Hawking nos mostra também que o universo, como todas as formas energéticas que o sustentam são esféricas. Que o universo não tem um centro, mas que o seu centro está em toda parte. Como diziam os antigos mestres: o universo é uma esfera cujo centro está em toda parte e em lugar algum. Os grandes navegadores do século XVI descobriram o novo mundo porque acreditaram que a terra era esférica. Assim, navegando sempre para a frente eles tinham a certeza de que voltariam ao lugar de onde partiram. Dessa forma, se o universo tiver a mesma conformação da terra ̶ uma hipótese bem provável ̶ então seria possível a uma nave circundar o universo (pelo seu futuro) e voltar ao ponto de partida (que é o seu pasado). Mas isso só seria possível se ela pudesse viajar mais rápido do que a luz por que o universo se expande na velocidade da luz e a nave precisaria não só alcançá-la como também ultrapassá-la. Como isso é impossível, então nós nunca poderemos voltar ao passado e também jamais poderemos prever o futuro. Isso porque é impossível para nós se deslocar numa velocidade superior à da luz. Dessa forma, passado e futuro são possíveis apenas como abstrações da nossa mente. Como realidades fisicamente prováveis, eles simplesmente não existem.

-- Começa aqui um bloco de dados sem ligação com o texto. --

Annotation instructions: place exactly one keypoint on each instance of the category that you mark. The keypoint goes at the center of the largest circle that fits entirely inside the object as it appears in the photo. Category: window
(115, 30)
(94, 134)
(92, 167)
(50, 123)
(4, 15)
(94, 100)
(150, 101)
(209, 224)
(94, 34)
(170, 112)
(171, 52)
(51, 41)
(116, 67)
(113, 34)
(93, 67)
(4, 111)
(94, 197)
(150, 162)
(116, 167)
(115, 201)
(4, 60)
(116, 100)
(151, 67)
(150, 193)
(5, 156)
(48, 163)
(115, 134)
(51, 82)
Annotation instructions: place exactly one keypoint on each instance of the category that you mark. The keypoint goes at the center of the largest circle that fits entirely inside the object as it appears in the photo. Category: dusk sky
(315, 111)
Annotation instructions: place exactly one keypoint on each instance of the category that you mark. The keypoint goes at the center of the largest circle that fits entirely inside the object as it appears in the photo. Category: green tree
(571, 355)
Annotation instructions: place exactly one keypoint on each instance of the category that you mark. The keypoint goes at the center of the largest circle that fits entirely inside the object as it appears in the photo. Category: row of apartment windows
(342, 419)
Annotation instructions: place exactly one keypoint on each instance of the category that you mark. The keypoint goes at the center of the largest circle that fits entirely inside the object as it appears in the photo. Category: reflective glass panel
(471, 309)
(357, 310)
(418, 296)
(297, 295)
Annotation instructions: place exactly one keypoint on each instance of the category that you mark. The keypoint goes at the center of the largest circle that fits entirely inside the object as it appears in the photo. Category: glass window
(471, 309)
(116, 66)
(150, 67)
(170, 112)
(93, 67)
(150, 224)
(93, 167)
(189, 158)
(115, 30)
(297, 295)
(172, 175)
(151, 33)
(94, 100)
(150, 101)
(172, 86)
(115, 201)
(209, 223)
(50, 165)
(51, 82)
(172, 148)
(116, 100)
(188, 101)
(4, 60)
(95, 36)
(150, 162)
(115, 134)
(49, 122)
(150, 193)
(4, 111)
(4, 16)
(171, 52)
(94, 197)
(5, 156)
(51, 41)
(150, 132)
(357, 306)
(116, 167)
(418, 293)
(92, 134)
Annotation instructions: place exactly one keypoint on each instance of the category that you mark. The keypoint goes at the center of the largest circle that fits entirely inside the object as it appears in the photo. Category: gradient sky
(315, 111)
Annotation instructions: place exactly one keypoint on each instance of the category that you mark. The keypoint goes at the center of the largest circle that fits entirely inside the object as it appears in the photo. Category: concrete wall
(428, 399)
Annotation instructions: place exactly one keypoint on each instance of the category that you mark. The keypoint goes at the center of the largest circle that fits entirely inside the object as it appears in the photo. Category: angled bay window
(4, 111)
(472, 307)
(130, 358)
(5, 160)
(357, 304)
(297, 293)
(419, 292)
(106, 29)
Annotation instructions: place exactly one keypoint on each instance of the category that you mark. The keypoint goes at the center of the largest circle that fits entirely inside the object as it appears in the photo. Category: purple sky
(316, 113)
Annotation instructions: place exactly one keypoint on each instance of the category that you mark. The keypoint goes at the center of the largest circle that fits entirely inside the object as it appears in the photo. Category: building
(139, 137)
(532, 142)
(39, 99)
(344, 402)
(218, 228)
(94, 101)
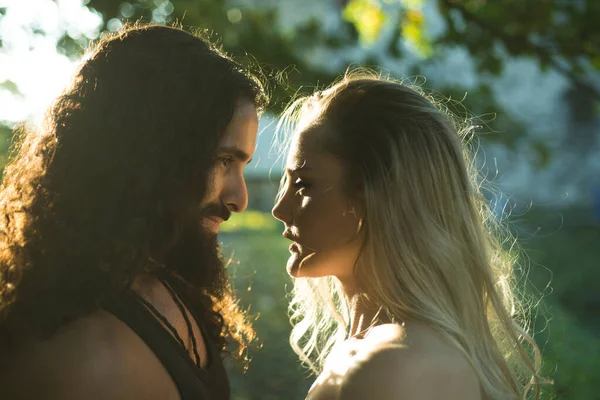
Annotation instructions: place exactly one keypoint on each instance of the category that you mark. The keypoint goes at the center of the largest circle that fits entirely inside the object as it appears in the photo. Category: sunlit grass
(251, 220)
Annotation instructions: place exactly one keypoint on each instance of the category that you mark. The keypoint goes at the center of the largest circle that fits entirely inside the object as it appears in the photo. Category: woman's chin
(299, 266)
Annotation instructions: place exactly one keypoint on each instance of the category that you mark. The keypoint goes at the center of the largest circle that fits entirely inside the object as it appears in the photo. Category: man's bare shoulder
(95, 357)
(409, 368)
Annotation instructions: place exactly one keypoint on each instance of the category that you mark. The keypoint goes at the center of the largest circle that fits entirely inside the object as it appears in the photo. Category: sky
(29, 60)
(32, 74)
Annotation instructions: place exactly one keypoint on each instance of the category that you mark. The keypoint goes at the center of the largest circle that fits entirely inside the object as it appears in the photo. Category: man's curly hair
(100, 194)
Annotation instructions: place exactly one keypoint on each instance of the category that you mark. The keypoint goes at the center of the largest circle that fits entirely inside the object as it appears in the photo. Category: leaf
(413, 32)
(10, 86)
(368, 18)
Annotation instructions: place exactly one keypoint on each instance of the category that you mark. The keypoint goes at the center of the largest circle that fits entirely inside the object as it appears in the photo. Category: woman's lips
(294, 248)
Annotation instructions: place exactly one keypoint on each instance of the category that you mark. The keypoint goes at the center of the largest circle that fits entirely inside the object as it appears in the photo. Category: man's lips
(213, 223)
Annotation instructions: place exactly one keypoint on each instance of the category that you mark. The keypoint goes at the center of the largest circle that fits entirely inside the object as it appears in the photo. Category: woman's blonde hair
(433, 251)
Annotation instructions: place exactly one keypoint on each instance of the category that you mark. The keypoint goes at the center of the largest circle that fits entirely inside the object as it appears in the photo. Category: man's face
(226, 192)
(196, 256)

Ler Stephen Hawking é cavalgar um cometa pelo espaço cósmico e voltar com uma boa dose de especulações. A principal delas é a confirmação do mais belo conselho que Jesus nos deu: não vos preocupei com o amanhã; cada dia trará o seu próprio cuidado. Pois se não sabemos que conformação o universo assumirá no momento seguinte da sua existência como nós podemos prever o que o futuro nos reserva? Assim, que tal nos ocuparmos de fazer bem o que fazemos agora? Essa é a única garantia que podemos ter de que o passado não nos trará nenhum constrangimento e o futuro poderá ser melhor do que é o nosso presente. Essas são boas lições que o nosso já saudoso guru nos deu. Se nós também somos estrelas, Stephen Hawking é um sol de primeira magnitude. E como as estrelas mortas continuam a brilhar por um longo tempo após sua morte, tenho certeza que ainda veremos sua luz por todo o tempo em que o universo ainda tiver para se organizar, antes que a roda da entropia o force a desaparecer.